If not for headlights, streets normally lit were shrouded in darkness. Areas of struggle transformed into wards of chaos. A handful of homes, led by a man of the house, would find him on the porch protecting his family; porches lit by flashlights and cigarettes with shotgun silhouettes. Life was extremely real in the aftermath of Sandy. And it still is for the families left with nothing, and for some, mourning a loved one.
With Thanksgiving Day upon us and a commercialized Holiday season to follow, I wanted to take this opportunity to give thanks to a somewhat “blah” year in Hip-Hop. Man, listen. I’m doing my darndest to let the greater good outweigh the dreadful bad. But Chief Keef wasn’t having it. Apparently, there are a lot of things in this life he doesn’t like. If you ask me, he’s too young to be that finicky. Like something, sir.

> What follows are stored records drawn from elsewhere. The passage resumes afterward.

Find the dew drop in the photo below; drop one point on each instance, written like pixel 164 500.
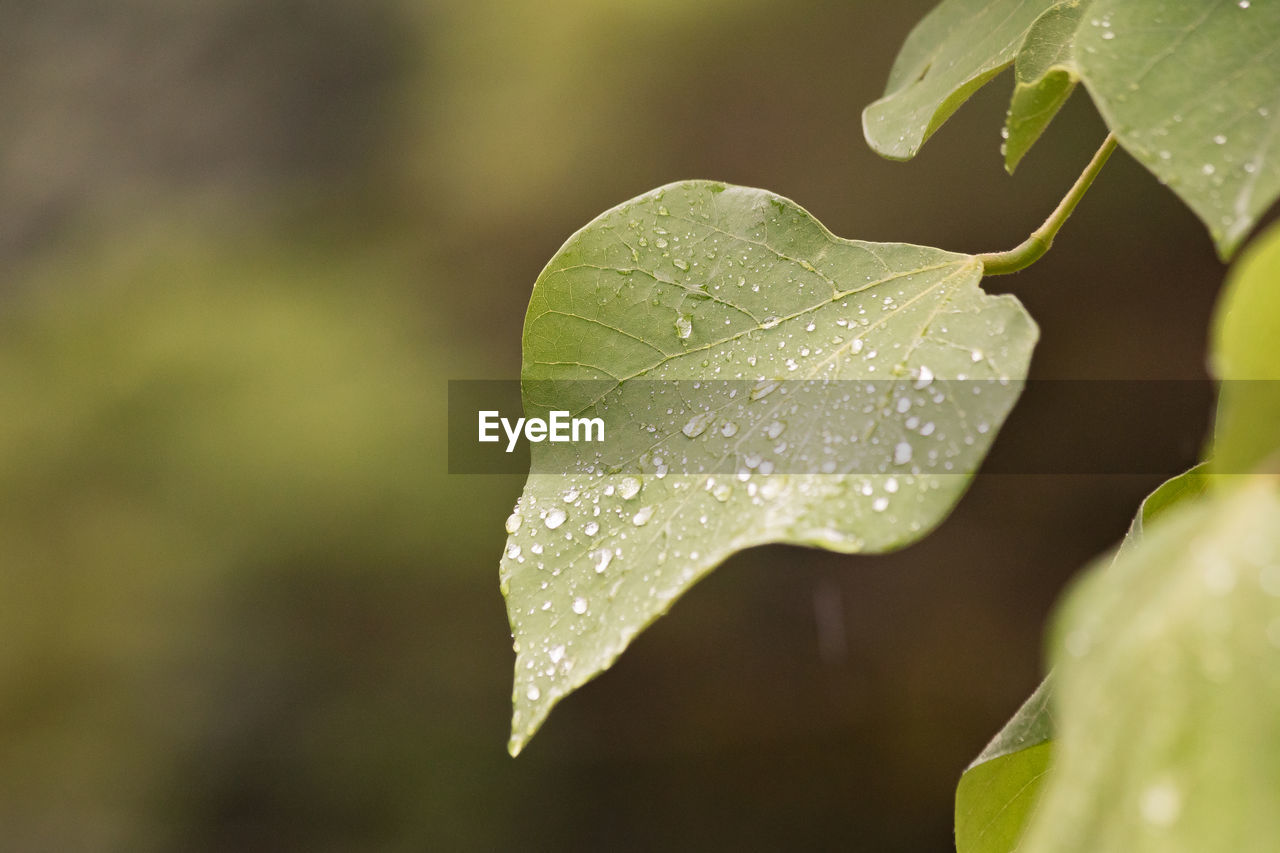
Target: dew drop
pixel 763 388
pixel 696 424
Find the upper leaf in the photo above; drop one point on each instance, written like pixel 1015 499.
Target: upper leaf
pixel 1246 357
pixel 950 54
pixel 1045 74
pixel 1168 682
pixel 698 282
pixel 1192 90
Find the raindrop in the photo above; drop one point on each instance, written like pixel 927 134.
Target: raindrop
pixel 696 424
pixel 629 487
pixel 764 387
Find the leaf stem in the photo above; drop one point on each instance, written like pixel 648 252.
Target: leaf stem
pixel 1032 249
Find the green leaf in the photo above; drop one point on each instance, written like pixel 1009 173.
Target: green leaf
pixel 1192 90
pixel 1246 357
pixel 950 55
pixel 718 286
pixel 1045 74
pixel 997 790
pixel 1173 492
pixel 1168 685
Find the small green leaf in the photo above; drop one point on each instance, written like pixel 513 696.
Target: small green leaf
pixel 997 790
pixel 1192 90
pixel 1173 492
pixel 1168 682
pixel 950 55
pixel 1045 77
pixel 704 283
pixel 1246 357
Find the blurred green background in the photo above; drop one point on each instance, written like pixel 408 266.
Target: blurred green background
pixel 243 606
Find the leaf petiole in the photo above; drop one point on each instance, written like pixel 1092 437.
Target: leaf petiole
pixel 1032 249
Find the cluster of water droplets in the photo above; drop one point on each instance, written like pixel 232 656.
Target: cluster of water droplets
pixel 782 400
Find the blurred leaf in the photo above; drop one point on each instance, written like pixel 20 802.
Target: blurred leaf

I’m thankful for Nas. It’s either he hasn’t missed a step or he found another lost tape from ’92 with his “Life is Good” album. He cemented his “Legend” status this year – 20 years of catching wreck on wax.
Youth Translation: 20 years of being better than Lil’ Wayne
I’m thankful for Interscope. You’ve distracted us with high-end headphones for so long that, over time, we were able to deal with not receiving “that album” from “that producer.” However, your delivery of Kendrick Lamar arrived at the right time. Twenty years after the release of The Chronic, Kendrick reintroduced the Hip-Hop world to Compton and the insatiable urge for Domino’s Pizza. I’m happy to see the West Coast moving forward. Now if we could only get the East Coast to do the same.
I’m thankful for the coming together of Hip-Hop after the loss of the mighty Chris Lighty. Mr. Lighty, founder of Violator Management, was a branding guru, brokering groundbreaking and record-breaking deals for his clients – most notably, LL Cool J’s appearance in a GAP commercial in 1997 and the Vitamin Water pact for 50 Cent which, according to rumor, may have kept the South Jamaica, Queens MC from going “Hammer”. I didn’t know Lighty personally. But as a fan of the evolution of Rap music in the ’90s, I’ve felt his impact. May you rest in peace and never be forgotten.
I’m thankful for the rappers who followed me on Twitter. And immediately unfollowed me after I properly turned down giving an hour and a half of my life away to hear their latest mixtape. I personally would prefer not hearing how much you ball, since you can’t afford retaining a publicist to talk to me on your behalf. There are spoken and unspoken rules to this game. And they both have manuals.
I’m thankful to have seen video of Run-DMC reuniting on stage recently. Don’t allow the “Hip-Hop is Dead” movement to distract you from the truth. While there are industry engines in place to stunt the growth of the genre, longevity may have notched the best year ever in 2012. Run-DMC reunited is proof of that. Ghostface Killah on the “New God Flow” remix is proof of that. We’ve witnessed multiple generations of Rap stars sharing the spotlight this year.
I’m thankful for being a part of the AllHipHop.com movement. And last, but not least, I’m thankful that rappers have stopped creating “Stay Schemin” unauthorized remakes.
What are you thankful for in Hip-Hop this past year?